Amazonie : le chef indien Raoni demande le départ de Bolsonaro "le plus vite possible"
Le chef Raoni avait rencontré en mai dernier, le président de la République, Emmanuel Macron.

Orange avec AFP-Services, publié le samedi 24 août 2019 à 11h09

Le chef du peuple kayapo, vivant en Amazonie, se bat depuis plusieurs années pour défendre la forêt. Il alerte sur la responsabilité, selon lui, du président brésilien dans les graves incendies qui touchent la forêt amazonienne. 

Depuis plusieurs années déjà il se bat pour la survie de son peuple. Le chef indien Raoni a demandé vendredi 23 août, le départ "le plus vite possible" du président brésilien Jair Bolsonaro. 

"Il faut qu'on le fasse partir le plus vite possible" a déclaré dans une interview donnée à l'Agence France-Presse le cacique, alors que l'Amazonie est actuellement touché par des incendies géants résultants de la déforestation. "Je pense que le président français (Emmanuel Macron) et d'autres forces internationales peuvent faire pression pour que le peuple brésilien fasse partir (Jair) Bolsonaro et que le Congrès vote sa destitution", a-t-il ajouté.

Alors que s'ouvre le G7 à Biarritz, avec comme thème de dernière minute ces feux de forêts en Amazonie, le chef Raoni souhaite mobiliser la communauté internationale sur cette catastrophe. "Je demande une aide extérieure. Je veux qu'il y ait une mobilisation générale pour qu'on éteigne ces feux. On ne peut pas laisser brûler ça comme ça", a poursuivi le chef Raoni, qui n'a "jamais vu ça".



Depuis son arrivée au pouvoir, le président brésilien, ouvertement climatosceptique a encouragé le développement de l'agriculture et l'exploitation minière sur les terres indigènes. "C'est une catastrophe, ce qu'il est en train de faire avec nous", se désole le cacique. "Dans le temps, les présidents du Brésil ne menaient pas des actions mauvaises, n'incitaient pas à la destruction comme ça. Et maintenant ce nouveau président fait tout de travers". "Il veut en finir avec la forêt, avec nous (les indigènes), c'est vraiment terrible ce qu'il fait", poursuit le chef du peuple kayapo.
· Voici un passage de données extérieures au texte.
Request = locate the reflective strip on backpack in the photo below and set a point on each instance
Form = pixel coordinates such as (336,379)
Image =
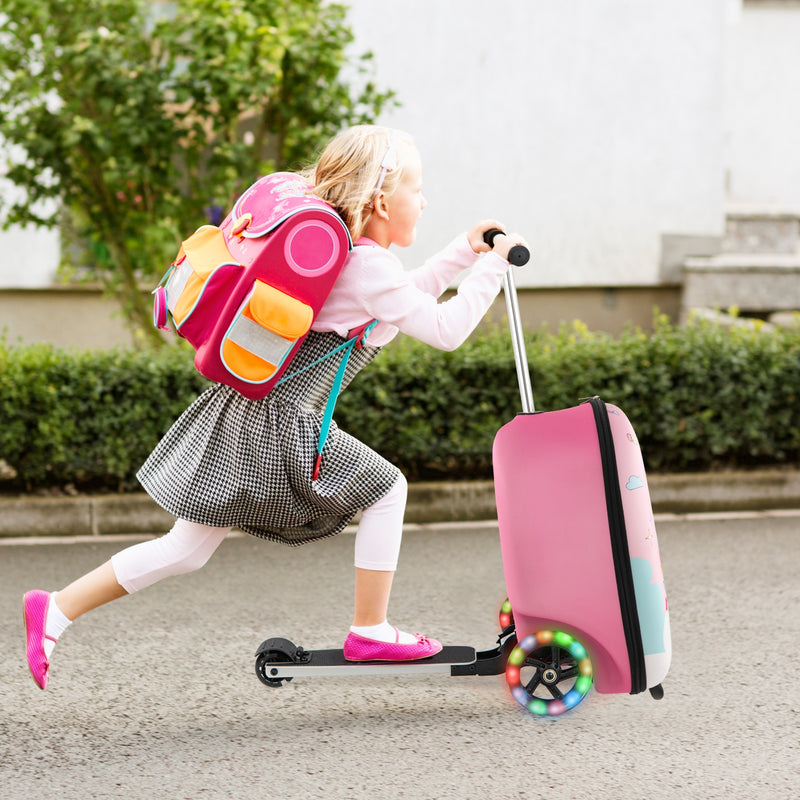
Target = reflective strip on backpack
(177,283)
(259,341)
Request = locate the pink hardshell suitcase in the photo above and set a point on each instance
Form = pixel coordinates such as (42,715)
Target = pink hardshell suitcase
(260,279)
(579,545)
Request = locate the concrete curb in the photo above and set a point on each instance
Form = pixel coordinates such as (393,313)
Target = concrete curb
(454,501)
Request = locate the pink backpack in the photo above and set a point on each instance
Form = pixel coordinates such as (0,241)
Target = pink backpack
(245,294)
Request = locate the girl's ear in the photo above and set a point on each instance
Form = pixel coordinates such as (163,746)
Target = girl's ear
(380,206)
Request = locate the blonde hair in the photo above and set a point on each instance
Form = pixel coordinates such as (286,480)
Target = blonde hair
(347,173)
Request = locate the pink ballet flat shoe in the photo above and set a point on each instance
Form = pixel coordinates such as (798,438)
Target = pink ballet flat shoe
(359,648)
(34,612)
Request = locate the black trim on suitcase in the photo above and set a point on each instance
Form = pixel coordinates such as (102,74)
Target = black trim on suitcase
(619,548)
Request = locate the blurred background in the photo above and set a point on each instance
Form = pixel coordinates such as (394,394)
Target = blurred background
(648,152)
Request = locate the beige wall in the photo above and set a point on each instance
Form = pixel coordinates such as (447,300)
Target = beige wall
(84,318)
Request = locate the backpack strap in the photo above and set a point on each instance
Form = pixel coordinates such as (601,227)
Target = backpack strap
(357,338)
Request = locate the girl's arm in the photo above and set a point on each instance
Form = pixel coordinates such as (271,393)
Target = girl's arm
(437,273)
(392,296)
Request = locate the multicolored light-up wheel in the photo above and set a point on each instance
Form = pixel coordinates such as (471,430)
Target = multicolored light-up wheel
(549,672)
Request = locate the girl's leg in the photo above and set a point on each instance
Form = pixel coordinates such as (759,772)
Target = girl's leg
(376,552)
(185,548)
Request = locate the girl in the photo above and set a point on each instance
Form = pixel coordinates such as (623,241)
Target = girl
(232,461)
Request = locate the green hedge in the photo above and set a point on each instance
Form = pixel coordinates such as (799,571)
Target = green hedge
(701,396)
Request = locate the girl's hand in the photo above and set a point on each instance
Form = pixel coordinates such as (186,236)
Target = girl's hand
(502,243)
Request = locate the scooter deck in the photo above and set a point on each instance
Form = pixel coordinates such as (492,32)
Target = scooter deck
(333,662)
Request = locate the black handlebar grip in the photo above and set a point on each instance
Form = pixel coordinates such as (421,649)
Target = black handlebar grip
(517,255)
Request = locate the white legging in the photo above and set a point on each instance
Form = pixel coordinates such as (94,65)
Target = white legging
(189,545)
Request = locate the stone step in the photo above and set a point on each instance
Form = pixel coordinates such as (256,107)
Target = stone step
(753,282)
(753,229)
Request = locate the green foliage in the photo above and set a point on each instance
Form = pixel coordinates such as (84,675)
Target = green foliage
(134,118)
(699,397)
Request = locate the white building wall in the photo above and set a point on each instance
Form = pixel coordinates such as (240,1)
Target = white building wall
(592,128)
(762,119)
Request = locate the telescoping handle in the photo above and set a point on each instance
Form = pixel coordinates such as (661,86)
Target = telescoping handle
(518,255)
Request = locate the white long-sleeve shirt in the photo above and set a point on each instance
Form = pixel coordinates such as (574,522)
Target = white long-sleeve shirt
(374,285)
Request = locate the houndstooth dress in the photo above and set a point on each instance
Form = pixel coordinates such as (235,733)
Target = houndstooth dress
(230,461)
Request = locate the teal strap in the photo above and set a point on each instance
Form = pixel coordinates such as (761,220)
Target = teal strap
(355,341)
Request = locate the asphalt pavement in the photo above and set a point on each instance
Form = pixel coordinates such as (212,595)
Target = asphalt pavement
(155,695)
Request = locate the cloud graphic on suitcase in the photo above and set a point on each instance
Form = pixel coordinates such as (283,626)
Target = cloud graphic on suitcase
(634,483)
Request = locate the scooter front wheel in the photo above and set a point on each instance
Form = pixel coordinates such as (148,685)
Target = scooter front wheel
(274,651)
(549,672)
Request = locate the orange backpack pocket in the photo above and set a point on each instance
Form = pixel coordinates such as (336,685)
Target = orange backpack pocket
(266,329)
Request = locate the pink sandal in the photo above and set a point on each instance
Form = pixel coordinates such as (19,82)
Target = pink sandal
(359,648)
(34,612)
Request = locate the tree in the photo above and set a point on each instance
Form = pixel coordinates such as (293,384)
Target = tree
(143,119)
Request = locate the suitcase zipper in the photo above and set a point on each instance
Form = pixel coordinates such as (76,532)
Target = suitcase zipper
(619,548)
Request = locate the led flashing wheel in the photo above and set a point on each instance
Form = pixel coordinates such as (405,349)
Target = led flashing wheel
(275,651)
(549,672)
(506,615)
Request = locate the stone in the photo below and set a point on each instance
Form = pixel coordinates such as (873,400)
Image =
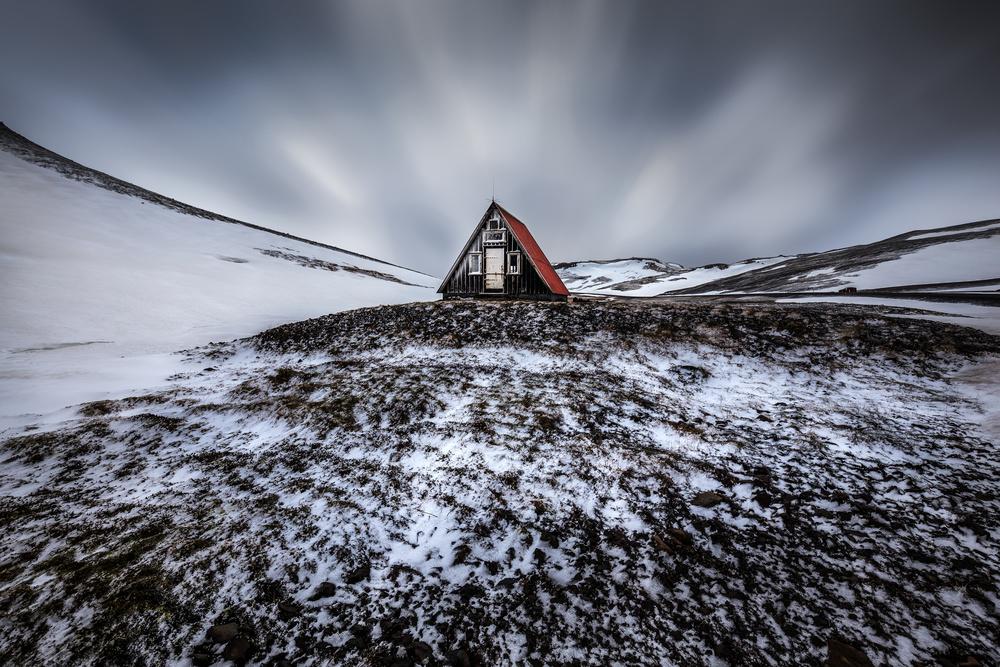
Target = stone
(660,545)
(420,650)
(471,591)
(707,499)
(722,651)
(461,553)
(360,643)
(238,650)
(220,634)
(839,654)
(459,658)
(363,573)
(287,610)
(680,536)
(326,589)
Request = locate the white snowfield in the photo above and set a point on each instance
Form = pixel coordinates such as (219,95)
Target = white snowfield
(606,278)
(595,276)
(956,261)
(99,287)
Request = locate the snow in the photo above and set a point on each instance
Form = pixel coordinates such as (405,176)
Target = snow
(98,286)
(840,462)
(607,277)
(951,232)
(976,259)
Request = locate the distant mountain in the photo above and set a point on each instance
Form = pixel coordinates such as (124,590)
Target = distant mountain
(960,257)
(102,279)
(87,257)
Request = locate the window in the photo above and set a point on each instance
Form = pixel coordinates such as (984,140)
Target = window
(513,262)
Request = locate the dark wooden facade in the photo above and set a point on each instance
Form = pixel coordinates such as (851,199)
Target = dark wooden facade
(525,281)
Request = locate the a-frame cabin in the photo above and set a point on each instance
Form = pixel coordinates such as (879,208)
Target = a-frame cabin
(502,260)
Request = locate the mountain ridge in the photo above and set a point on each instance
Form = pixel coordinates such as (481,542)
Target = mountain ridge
(34,153)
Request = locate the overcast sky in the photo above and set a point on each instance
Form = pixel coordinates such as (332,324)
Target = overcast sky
(695,132)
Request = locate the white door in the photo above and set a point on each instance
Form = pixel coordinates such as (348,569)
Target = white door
(494,268)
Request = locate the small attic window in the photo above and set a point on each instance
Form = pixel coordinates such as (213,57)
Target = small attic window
(513,263)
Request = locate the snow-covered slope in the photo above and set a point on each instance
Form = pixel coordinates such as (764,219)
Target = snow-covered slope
(630,483)
(614,274)
(92,262)
(963,257)
(648,277)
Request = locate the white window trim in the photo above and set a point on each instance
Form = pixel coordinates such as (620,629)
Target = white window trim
(509,271)
(502,232)
(480,256)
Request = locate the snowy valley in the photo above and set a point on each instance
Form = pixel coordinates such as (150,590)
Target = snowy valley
(961,257)
(342,470)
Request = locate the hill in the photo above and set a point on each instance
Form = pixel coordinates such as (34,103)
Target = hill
(96,269)
(959,257)
(507,484)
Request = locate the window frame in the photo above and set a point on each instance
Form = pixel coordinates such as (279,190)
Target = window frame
(501,241)
(510,255)
(479,258)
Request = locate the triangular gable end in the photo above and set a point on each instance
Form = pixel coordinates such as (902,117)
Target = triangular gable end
(534,252)
(532,279)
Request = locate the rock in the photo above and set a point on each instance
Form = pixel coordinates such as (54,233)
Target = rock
(660,545)
(287,610)
(722,651)
(238,650)
(360,643)
(841,655)
(680,536)
(461,553)
(420,650)
(471,591)
(363,573)
(707,499)
(324,649)
(324,590)
(220,634)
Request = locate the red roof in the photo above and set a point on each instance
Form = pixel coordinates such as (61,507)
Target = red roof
(538,258)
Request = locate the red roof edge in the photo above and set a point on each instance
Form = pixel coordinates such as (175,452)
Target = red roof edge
(538,258)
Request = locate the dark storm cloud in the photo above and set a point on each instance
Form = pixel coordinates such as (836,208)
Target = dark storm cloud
(696,132)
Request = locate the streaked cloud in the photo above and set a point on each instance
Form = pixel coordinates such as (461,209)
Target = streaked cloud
(695,132)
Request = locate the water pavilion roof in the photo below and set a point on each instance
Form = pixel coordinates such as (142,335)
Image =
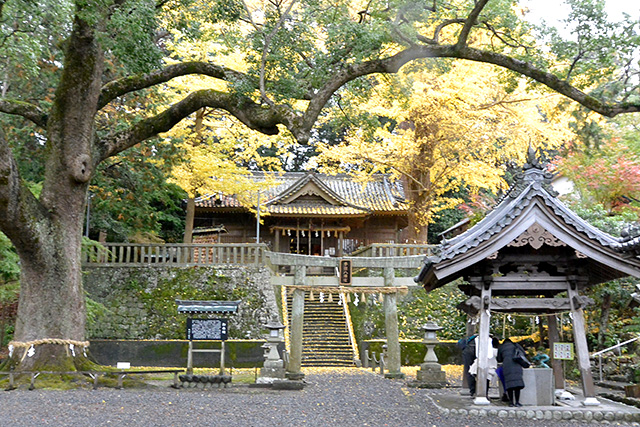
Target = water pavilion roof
(530,214)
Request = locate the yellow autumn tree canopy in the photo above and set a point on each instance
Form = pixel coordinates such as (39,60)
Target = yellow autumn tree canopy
(458,128)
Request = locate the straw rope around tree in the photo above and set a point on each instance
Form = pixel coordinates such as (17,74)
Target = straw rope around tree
(58,341)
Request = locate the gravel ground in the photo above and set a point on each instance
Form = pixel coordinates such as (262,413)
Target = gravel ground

"Ce sera la planète qui sera en feu"

"C'est (lui) qui excite ces gens, comme les fermiers. Ils l'écoutent. Il pensent qu'ils ont tous les droits et se mettent à brûler les forêts" (pour les cultures), ajoute le chef de 89 ans qui se bat inlassablement pour le respect des droits des communautés indigènes. "Il en va ainsi pour les coupeurs de bois, les chercheurs d'or. Ils se lâchent tous car sa parole les pousse à détruire la forêt beaucoup plus vite", a-t-il accusé. Mais les fermiers "devraient comprendre que s'ils continuent ainsi, il n'y aura plus d'oxygène pour que nous puissions respirer".

"Quand je vois tous ces incendies, je suis très triste", ajoute cette figure internationale de la défense de l'Amazonie. "Si on ne sauve pas le peu qui reste (de l'Amazonie) je vous garantis qu'on va avoir des feux encore plus importants et ce sera la planète qui sera en feu. Ce n'est que le début", avertit Raoni Metuktire, qui avait fait une longue tournée en Europe en mai pour s'attacher des soutiens dans son combat.

Quelque 700 nouveaux feux ont été enregistrés dans "le poumon de la planète" en 24 heures jeudi, selon les chiffres communiqués vendredi par l'Institut national de recherche spatiale (INPE), un organisme brésilien qui observe la déforestation en Amazonie.